Un aspetto centrale nella negoziazione è stata la definizione di un quadro legale che permetterà ai creditori di avviare azioni legali se il governo dovesse dichiarare default. I creditori si sono tutelati anche attraverso la modifica delle clausole di azione collettiva, riducendo così il rischio che l’offerta del governo possa cambiare col variare degli scenari macroeconomici. Difatti, il governo argentino non ha ancora presentato alcun piano economico e l’attuale crisi economica sta creando serie difficoltà a un paese che non registra un attivo di bilancio da più di dieci anni.
L’offerta presentata ai creditori esterni verrà poi riproposta per buona parte dei titoli denominati in dollari ma sotto legislazione nazionale. Si tratta di quasi 42 miliardi di dollari, di cui il 65 per cento in mano alla banca centrale e all’istituto di previdenza nazionale (Anses).
La ristrutturazione (108 miliardi di dollari) riguarda quindi quasi un terzo del debito totale e rappresenta un sollievo per le finanze pubbliche. Senza l’accordo, il costo del debito per i prossimi cinque anni avrebbe superato i 14 miliardi di dollari annui. Con l’accordo, il costo per le due tipologie di debito sarà pressoché simbolico fino al 2024 e dal 2025 sarà di circa 10 miliardi di dollari annui.
L’Argentina ha già fatto sapere di non essere in grado di onorare il debito con l’Fmi per le scadenze previste dal 2021 al 2023. Bisognerà quindi rinegoziare il debito sia con il Fondo monetario che con il Club di Parigi.

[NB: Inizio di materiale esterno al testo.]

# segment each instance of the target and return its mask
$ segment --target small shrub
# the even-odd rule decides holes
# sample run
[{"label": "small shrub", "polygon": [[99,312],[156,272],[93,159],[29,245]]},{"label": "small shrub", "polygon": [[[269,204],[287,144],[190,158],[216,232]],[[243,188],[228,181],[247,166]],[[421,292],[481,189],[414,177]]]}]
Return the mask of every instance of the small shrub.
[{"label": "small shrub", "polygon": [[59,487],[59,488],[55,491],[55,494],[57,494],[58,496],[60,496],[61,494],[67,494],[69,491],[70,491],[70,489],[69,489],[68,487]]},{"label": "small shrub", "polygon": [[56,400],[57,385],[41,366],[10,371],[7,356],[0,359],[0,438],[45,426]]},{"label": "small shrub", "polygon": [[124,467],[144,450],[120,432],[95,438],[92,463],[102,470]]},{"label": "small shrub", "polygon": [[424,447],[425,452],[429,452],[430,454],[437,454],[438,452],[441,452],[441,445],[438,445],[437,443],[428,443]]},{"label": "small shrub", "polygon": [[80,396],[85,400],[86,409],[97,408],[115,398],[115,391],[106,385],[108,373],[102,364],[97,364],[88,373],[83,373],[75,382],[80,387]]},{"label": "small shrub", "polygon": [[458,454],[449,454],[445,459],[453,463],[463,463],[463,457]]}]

Intanto, il governo dovrà porre le basi affinché dal 2025 in poi il paese sia in grado di onorare le scadenze del debito. Ma l’acutizzarsi della crisi economica legata al coronavirus rischia di vanificare gli effetti positivi dell’accordo.
Viste le premesse è difficile immaginare che questo sia l’ultimo default argentino. Difficile anche pensare che sia in generale l’ultimo default del 2020. Quest’anno Ecuador e Libano hanno già dichiarato bancarotta, mentre altri paesi stanno cercando di far fronte al devastante impatto del Covid-19.